In our last episode, Tim bought his first comic book ever, G.I. Joe Yearbook #3…
Then, what I believe is one year later, but could have been only half that, we returned to Another World. I bought G.I. Joe Yearbook #4, looked at but passed on another Mad, and Kevin bought two back issues: G.I. Joe #61 and #62. (Or maybe he’d bought them on that first visit? Memory’s funny that way.) At home he promptly put them on a high shelf in his room where I couldn’t reach them. He never offered them to me, and I never snuck a peak when he was elsewhere. I didn’t even touch them until later when we were regular comics readers and those two issues were incorporated into our burgeoning G.I. Joe collection. This should demonstrate the strange disinterest I had in comic books at that initial point. (It is also indicative of our overly strong sense of personal ownership. My toys were mine, Kevin’s were his. We didn’t share, and we didn’t much trade. This is not meant to sound mean, it’s just how our personalities worked. We played with our G.I. Joe toys side-by-side, my characters and vehicles interacting with his, but him only holding and role-playing with his, and me with mine. Weird, I know. It’s worth an entire blog post, how we played with our toys.) By then we had found D&D wares at the Waldenbooks at our mall (an important location that I’ll come back to in a later blog post), and rarely returned to Another World. In fact, I don’t think Kevin ever went back. I did go every year or three — it was friend and future editor Nick Nadel‘s local shop once he entered the picture, but until I had a driver’s license there was no point in shopping at this third-closest store. It did move and renovate, and finally closed when parent company/comics mail order giant American Entertainment went belly up a decade later.)

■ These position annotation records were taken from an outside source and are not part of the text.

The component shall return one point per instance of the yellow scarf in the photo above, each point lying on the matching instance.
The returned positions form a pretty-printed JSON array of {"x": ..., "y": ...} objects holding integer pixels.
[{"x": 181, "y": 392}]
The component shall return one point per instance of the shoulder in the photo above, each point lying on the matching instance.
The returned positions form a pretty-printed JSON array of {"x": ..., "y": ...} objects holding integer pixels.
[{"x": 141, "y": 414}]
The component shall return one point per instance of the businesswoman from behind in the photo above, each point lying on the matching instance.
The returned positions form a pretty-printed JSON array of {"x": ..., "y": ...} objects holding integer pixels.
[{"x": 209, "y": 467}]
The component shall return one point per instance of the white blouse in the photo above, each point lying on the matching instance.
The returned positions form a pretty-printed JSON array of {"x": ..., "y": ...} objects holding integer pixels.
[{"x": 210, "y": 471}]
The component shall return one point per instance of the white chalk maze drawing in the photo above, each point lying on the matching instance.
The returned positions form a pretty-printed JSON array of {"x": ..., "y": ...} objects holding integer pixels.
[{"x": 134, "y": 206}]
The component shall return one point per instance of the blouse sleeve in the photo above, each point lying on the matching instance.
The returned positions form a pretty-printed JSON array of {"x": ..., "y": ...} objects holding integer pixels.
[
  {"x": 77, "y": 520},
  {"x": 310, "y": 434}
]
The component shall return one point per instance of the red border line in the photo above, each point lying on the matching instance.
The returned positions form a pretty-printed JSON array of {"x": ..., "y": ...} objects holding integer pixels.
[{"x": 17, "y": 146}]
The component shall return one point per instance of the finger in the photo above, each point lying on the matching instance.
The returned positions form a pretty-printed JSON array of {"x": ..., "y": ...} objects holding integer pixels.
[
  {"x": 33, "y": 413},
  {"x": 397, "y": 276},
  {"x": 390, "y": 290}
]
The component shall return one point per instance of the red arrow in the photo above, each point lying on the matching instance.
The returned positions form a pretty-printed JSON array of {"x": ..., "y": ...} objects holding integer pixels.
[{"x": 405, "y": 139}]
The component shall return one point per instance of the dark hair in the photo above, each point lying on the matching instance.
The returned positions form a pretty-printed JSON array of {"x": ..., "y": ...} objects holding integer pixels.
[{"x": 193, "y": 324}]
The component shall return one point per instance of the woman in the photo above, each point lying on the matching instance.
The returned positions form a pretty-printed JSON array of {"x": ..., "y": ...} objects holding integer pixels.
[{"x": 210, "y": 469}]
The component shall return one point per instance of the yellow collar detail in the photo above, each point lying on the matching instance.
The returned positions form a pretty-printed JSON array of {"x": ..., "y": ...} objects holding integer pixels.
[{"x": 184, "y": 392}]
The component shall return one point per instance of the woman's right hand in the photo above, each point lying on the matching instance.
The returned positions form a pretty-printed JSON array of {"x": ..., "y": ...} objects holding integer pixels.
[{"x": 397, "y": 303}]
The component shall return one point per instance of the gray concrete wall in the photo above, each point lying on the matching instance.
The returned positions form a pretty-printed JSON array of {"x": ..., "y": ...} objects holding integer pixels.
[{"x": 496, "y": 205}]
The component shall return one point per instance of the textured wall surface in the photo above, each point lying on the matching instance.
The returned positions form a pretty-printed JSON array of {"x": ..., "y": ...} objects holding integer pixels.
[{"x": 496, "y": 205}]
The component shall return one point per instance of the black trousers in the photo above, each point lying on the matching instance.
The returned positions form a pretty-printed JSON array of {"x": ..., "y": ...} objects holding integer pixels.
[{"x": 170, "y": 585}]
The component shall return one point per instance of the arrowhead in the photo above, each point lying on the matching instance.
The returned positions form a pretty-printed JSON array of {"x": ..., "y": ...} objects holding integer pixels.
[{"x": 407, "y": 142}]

But back to those two issues–
Before Kevin whisked them away I do recall seeing these two covers, which by themselves form a kind of contained story, and being worried for the protagonists. This is a point I’ll come back to at a later date on the blog — the power of the cover image — but for now you can likely acknowledge that even if you’re not a G.I. Joe fan or a comics reader, these guys are in trouble. The barbed wire, the handcuffs, the menacing weapons. Trouble!
As with the first comic I’d bought, Yearbook #4 did not turn me into a lifelong reader. I just recall thinking there weren’t enough Joes in the lead Oktober Guard story, being confused by the recap pages that mixed narration with word balloons, and wishing the Joes in the back-up yarn wore their regular costumes and not their civvies. Years later Tony Salmons would give me some original art from that story.
So here’s where the biography stands: Kevin and I have been buying G.I. Joe toys and watching the G.I. Joe cartoon for four years — half a lifetime. For me it vies with Transformers as my favorite thing ever, for Kevin it’s no contest. We read books and newspaper comics, and now own four actual G.I. Joe comic books. But we’re still not readers! What’s missing?
Tune in next week!
FWIW, the play practices of you and your brother require no explanation; I don’t know how many out there had brothers that they played with differently than how you describe, but for my younger brother and I, you have described our experience to a “T”. I can totally relate.